La percepción de inseguridad y riesgo afecta de manera significativa, en algunos casos devastadora, la imagen de un país, y una de sus primeras víctimas es el turismo, una industria sensible que se alimenta de un mercado global altamente competitivo, cuyo soporte se fundamenta en la confianza, la certidumbre y la estabilidad económica, política y social que ofrece el destino.
Factor relevante en la escogencia de cualquier plan de viajes es el nivel de seguridad del lugar, incluso por encima de los precios, gentes y atractivos. Esta industria es sinónimo de paz, nace y vive de ella, interactúa en simbiosis, la consolida y la pone a producir. No en vano la propia OMT reconoce que el turismo es una actividad negada para los “destinos con agitaciones sociales, en guerra o donde los turistas perciban que su seguridad personal o su salud se sientan amenazadas”.
Son visibles las experiencias de países donde sus propios conflictos o conflagraciones externas han golpeado su turismo e incluso han arrasado sus economías.
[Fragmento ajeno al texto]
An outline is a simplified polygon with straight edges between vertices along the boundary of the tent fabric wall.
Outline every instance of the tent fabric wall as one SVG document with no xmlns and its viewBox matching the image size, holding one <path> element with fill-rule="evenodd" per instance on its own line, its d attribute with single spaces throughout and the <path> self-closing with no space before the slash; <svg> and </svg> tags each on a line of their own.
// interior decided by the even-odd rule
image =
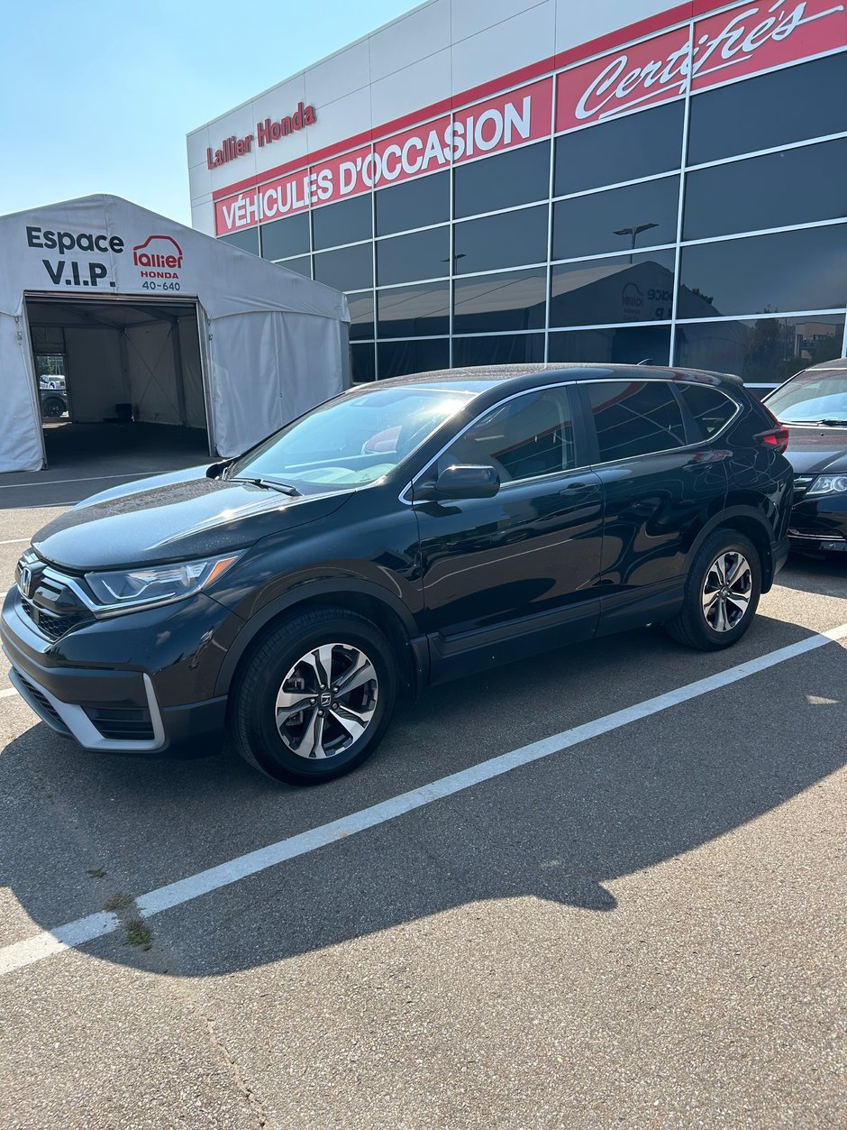
<svg viewBox="0 0 847 1130">
<path fill-rule="evenodd" d="M 36 400 L 29 356 L 29 336 L 23 312 L 16 316 L 0 311 L 0 386 L 3 393 L 0 471 L 37 471 L 44 459 L 41 406 Z"/>
<path fill-rule="evenodd" d="M 174 359 L 174 324 L 169 321 L 128 325 L 126 360 L 134 418 L 143 424 L 182 424 Z M 178 341 L 177 341 L 178 348 Z"/>
<path fill-rule="evenodd" d="M 349 383 L 347 299 L 331 287 L 119 197 L 85 197 L 2 216 L 0 472 L 42 466 L 27 294 L 54 299 L 73 295 L 97 301 L 129 295 L 165 303 L 195 299 L 211 336 L 210 341 L 200 341 L 200 351 L 209 358 L 208 409 L 216 450 L 224 457 L 239 454 Z M 178 334 L 182 344 L 182 329 Z M 156 332 L 143 338 L 141 355 L 147 364 Z M 133 344 L 140 341 L 141 336 Z M 160 363 L 165 364 L 164 355 Z M 202 374 L 191 365 L 183 368 L 185 415 L 199 421 L 206 415 L 197 397 Z M 139 362 L 130 376 L 133 392 L 141 372 Z M 161 391 L 150 386 L 143 392 L 143 418 L 157 411 L 159 419 L 173 414 Z M 111 414 L 117 400 L 136 397 L 108 399 Z"/>
<path fill-rule="evenodd" d="M 185 424 L 187 427 L 206 427 L 206 401 L 203 398 L 203 371 L 200 365 L 200 341 L 197 314 L 181 318 L 176 323 L 182 362 L 182 379 L 185 390 Z"/>
<path fill-rule="evenodd" d="M 69 325 L 64 330 L 64 348 L 72 418 L 95 424 L 114 416 L 115 403 L 126 399 L 120 330 Z"/>
</svg>

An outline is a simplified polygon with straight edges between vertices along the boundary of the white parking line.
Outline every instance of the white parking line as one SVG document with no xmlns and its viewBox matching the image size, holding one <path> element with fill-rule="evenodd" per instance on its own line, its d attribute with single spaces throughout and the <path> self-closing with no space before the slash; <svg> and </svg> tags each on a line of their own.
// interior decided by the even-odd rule
<svg viewBox="0 0 847 1130">
<path fill-rule="evenodd" d="M 384 800 L 372 808 L 352 812 L 350 816 L 342 816 L 330 824 L 322 824 L 309 832 L 302 832 L 299 835 L 289 836 L 288 840 L 280 840 L 278 843 L 269 844 L 267 847 L 260 847 L 257 851 L 238 855 L 227 863 L 210 867 L 208 870 L 199 871 L 186 879 L 180 879 L 177 883 L 171 883 L 165 887 L 148 890 L 147 894 L 139 895 L 136 899 L 138 912 L 141 918 L 151 918 L 154 914 L 160 914 L 161 911 L 169 910 L 172 906 L 180 906 L 192 898 L 199 898 L 200 895 L 209 894 L 212 890 L 218 890 L 221 887 L 237 883 L 239 879 L 245 879 L 251 875 L 264 871 L 269 867 L 276 867 L 278 863 L 295 859 L 298 855 L 306 855 L 318 847 L 326 847 L 339 840 L 355 835 L 357 832 L 364 832 L 366 828 L 385 824 L 398 816 L 411 812 L 416 808 L 431 805 L 435 800 L 442 800 L 444 797 L 453 796 L 453 793 L 461 792 L 464 789 L 470 789 L 482 781 L 490 781 L 492 777 L 509 773 L 522 765 L 529 765 L 531 762 L 536 762 L 542 757 L 550 757 L 552 754 L 571 749 L 583 741 L 588 741 L 592 738 L 600 737 L 600 734 L 618 730 L 621 727 L 629 725 L 630 722 L 648 718 L 650 714 L 657 714 L 670 706 L 678 706 L 680 703 L 698 698 L 700 695 L 709 694 L 711 690 L 718 690 L 732 683 L 737 683 L 740 679 L 746 679 L 751 675 L 765 671 L 769 667 L 776 667 L 777 663 L 784 663 L 788 659 L 794 659 L 797 655 L 804 655 L 810 651 L 814 651 L 817 647 L 822 647 L 833 640 L 844 640 L 846 637 L 847 624 L 841 624 L 838 627 L 830 628 L 828 632 L 822 632 L 801 640 L 798 643 L 789 644 L 787 647 L 778 647 L 776 651 L 767 652 L 757 659 L 739 663 L 726 671 L 718 671 L 717 675 L 710 675 L 705 679 L 698 679 L 696 683 L 689 683 L 684 687 L 669 690 L 664 695 L 646 698 L 644 702 L 636 703 L 635 706 L 627 706 L 625 710 L 614 711 L 614 713 L 599 718 L 594 722 L 586 722 L 583 725 L 574 727 L 571 730 L 555 733 L 550 738 L 542 738 L 541 741 L 533 741 L 529 746 L 513 749 L 512 753 L 501 754 L 499 757 L 491 757 L 479 765 L 471 766 L 471 768 L 462 770 L 459 773 L 451 773 L 449 776 L 439 777 L 430 784 L 400 793 L 398 797 Z M 35 962 L 41 962 L 45 957 L 61 953 L 61 950 L 69 947 L 81 946 L 87 941 L 93 941 L 95 938 L 113 933 L 120 925 L 120 920 L 114 914 L 91 914 L 87 918 L 77 919 L 73 922 L 67 922 L 64 925 L 56 927 L 53 930 L 43 930 L 32 938 L 26 938 L 24 941 L 5 946 L 0 949 L 0 975 L 11 973 L 14 970 L 23 968 L 26 965 L 33 965 Z"/>
<path fill-rule="evenodd" d="M 169 475 L 169 471 L 128 471 L 125 475 L 88 475 L 82 479 L 42 479 L 41 483 L 5 483 L 0 490 L 18 490 L 20 487 L 54 487 L 58 483 L 102 483 L 104 479 L 146 479 L 154 475 Z"/>
</svg>

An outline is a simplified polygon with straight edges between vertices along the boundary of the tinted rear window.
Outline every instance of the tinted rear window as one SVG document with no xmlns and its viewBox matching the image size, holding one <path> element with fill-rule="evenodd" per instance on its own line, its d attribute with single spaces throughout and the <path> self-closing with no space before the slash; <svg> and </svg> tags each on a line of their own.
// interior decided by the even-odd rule
<svg viewBox="0 0 847 1130">
<path fill-rule="evenodd" d="M 601 463 L 684 446 L 682 412 L 664 381 L 601 381 L 585 388 Z"/>
<path fill-rule="evenodd" d="M 708 440 L 719 432 L 735 412 L 735 402 L 717 389 L 702 384 L 678 384 L 676 388 L 695 418 L 701 440 Z"/>
</svg>

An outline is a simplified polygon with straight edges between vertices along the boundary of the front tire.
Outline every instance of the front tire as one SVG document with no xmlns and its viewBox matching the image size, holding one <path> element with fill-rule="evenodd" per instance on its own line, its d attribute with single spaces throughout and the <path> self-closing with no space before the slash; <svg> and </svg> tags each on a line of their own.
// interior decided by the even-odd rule
<svg viewBox="0 0 847 1130">
<path fill-rule="evenodd" d="M 366 760 L 396 698 L 385 635 L 356 612 L 322 608 L 278 621 L 241 672 L 230 725 L 246 762 L 291 784 L 318 784 Z"/>
<path fill-rule="evenodd" d="M 736 643 L 756 616 L 761 560 L 752 541 L 735 530 L 716 530 L 700 547 L 686 581 L 680 611 L 665 624 L 678 643 L 719 651 Z"/>
</svg>

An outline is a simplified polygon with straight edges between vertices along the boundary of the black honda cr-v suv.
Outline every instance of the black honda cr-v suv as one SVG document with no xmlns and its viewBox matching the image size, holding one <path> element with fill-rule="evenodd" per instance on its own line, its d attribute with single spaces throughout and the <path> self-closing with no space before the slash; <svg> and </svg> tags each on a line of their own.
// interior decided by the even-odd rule
<svg viewBox="0 0 847 1130">
<path fill-rule="evenodd" d="M 550 365 L 356 388 L 238 459 L 44 527 L 12 683 L 89 749 L 360 764 L 400 692 L 648 623 L 750 626 L 787 554 L 785 429 L 734 377 Z"/>
</svg>

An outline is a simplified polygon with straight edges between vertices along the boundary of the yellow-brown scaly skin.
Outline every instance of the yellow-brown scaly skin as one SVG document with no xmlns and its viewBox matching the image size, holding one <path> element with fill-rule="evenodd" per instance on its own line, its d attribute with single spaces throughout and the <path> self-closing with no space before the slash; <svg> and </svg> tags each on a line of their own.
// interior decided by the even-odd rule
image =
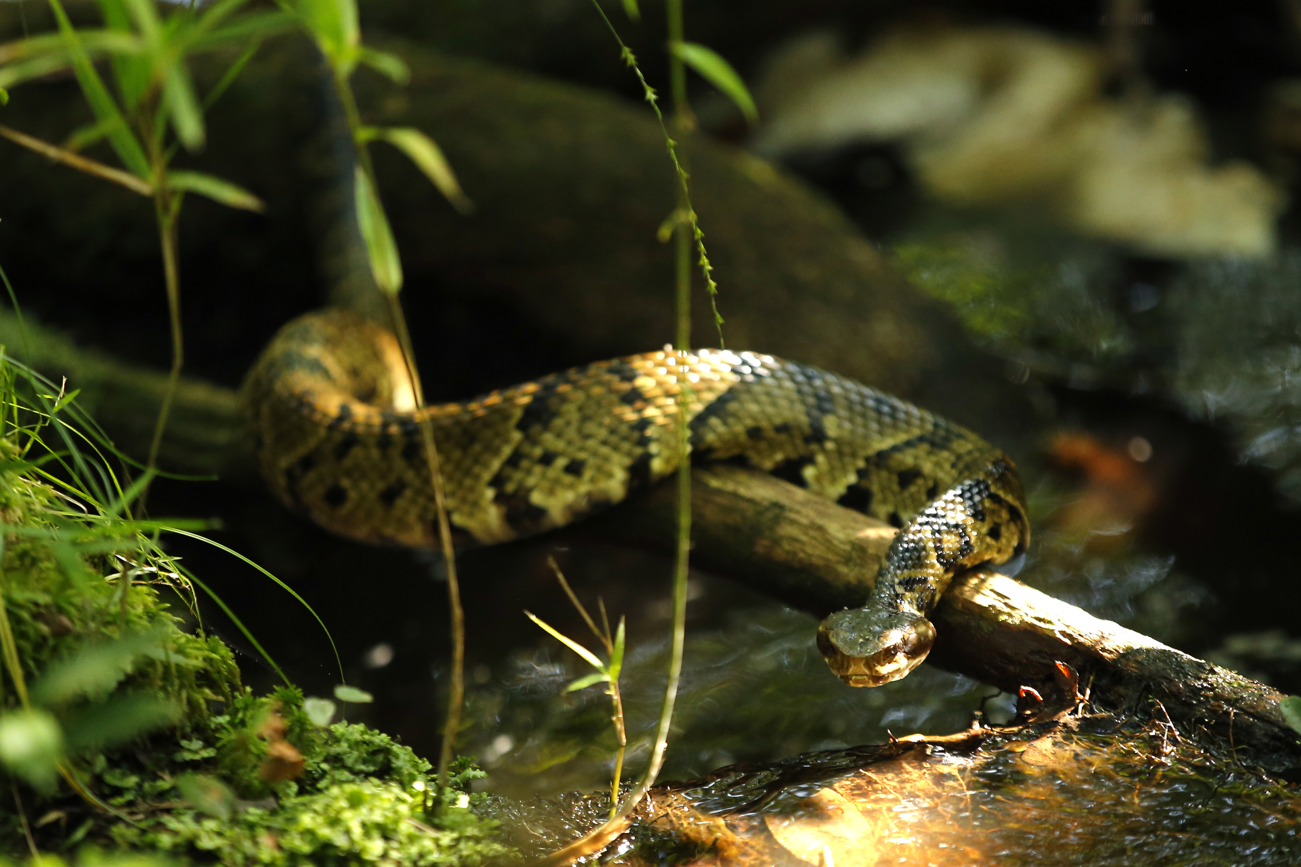
<svg viewBox="0 0 1301 867">
<path fill-rule="evenodd" d="M 861 608 L 818 629 L 847 684 L 898 680 L 930 650 L 925 615 L 954 575 L 1025 550 L 1011 460 L 868 386 L 751 352 L 686 359 L 695 461 L 742 463 L 902 528 Z M 671 473 L 679 359 L 647 352 L 425 409 L 458 541 L 575 521 Z M 248 426 L 276 495 L 366 542 L 437 545 L 433 491 L 394 338 L 346 311 L 286 325 L 248 373 Z"/>
</svg>

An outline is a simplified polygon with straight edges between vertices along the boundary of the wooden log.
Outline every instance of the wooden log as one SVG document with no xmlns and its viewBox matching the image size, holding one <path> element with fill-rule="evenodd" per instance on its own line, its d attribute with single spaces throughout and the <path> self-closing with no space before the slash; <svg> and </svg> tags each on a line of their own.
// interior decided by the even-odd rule
<svg viewBox="0 0 1301 867">
<path fill-rule="evenodd" d="M 82 402 L 127 454 L 143 454 L 164 374 L 85 352 L 57 333 L 18 333 L 0 313 L 0 343 L 26 347 L 47 376 L 68 376 Z M 21 351 L 16 352 L 22 355 Z M 242 448 L 233 390 L 182 382 L 164 443 L 172 469 L 254 482 Z M 736 467 L 692 473 L 693 550 L 700 568 L 766 590 L 822 616 L 861 604 L 895 529 L 788 482 Z M 671 546 L 671 484 L 575 528 L 628 543 Z M 1240 759 L 1301 779 L 1298 736 L 1279 711 L 1278 692 L 1101 620 L 991 569 L 960 576 L 933 620 L 932 662 L 1000 689 L 1058 689 L 1056 662 L 1073 667 L 1093 701 L 1132 714 L 1168 714 L 1185 732 L 1205 729 Z M 1151 702 L 1151 707 L 1149 707 Z M 1157 707 L 1155 702 L 1160 703 Z"/>
<path fill-rule="evenodd" d="M 692 562 L 818 616 L 866 599 L 896 533 L 755 471 L 697 468 L 692 485 Z M 674 508 L 664 486 L 592 529 L 667 545 Z M 1301 736 L 1279 710 L 1283 695 L 1263 684 L 989 568 L 959 576 L 932 620 L 939 637 L 930 662 L 942 668 L 1007 692 L 1032 686 L 1051 703 L 1062 699 L 1062 662 L 1098 706 L 1159 721 L 1168 715 L 1185 733 L 1219 736 L 1244 763 L 1301 779 Z"/>
</svg>

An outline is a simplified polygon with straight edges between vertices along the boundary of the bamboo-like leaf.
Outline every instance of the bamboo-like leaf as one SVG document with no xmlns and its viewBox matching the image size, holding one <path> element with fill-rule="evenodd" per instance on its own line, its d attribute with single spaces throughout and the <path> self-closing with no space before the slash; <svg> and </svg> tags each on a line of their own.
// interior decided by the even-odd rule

Cuando Haití, Siria, Líbano, Iraq, Egipto y Túnez se transformaron en campos de batalla, dejaron de existir como paraísos turísticos. Israel y México enfrentan serios aprietos de seguridad, pero es la madurez de sus industrias turísticas las que apaciguan sus dañinos efectos.
En Colombia el turismo es incipiente y durante la última década algo ha crecido en medio del desmedido embate de las organizaciones armadas. Pero si bien es cierto que las inversiones extranjeras refrescan el ambiente, la hotelería se internacionaliza y la conectividad aérea señala progresos, la percepción exterior, basada en esa realidad, sigue siendo obstáculo para el acceso de millonarias divisas y mayores flujos de viajeros.
Por eso, mientras persistan los problemas internos, replicados por la publicidad de los medios de comunicación, Colombia seguirá cargando el lastre de un país en crisis, y las pretensiones de armar una nación confiable y segura para el turista tendrán que esperar.
Las elecciones presidenciales del próximo domingo tienen implicaciones para el futuro de la industria de la paz. Plantean la opción de fortalecer un proceso de negociación que pueda ser exitoso, reencamine el rumbo del país, renueve su imagen y lo coloque en las primeras planas de los portafolios de viaje, escenario que reporta dividendos económicos y sociales. O la de de continuar con una guerra estéril, latente y ciegamente destructiva, que da cuenta en el imaginario popular de ser este un territorio para turistas intrépidos. La decisión responsable, desde luego, será por aquella que se la juega y apuesta por la paz.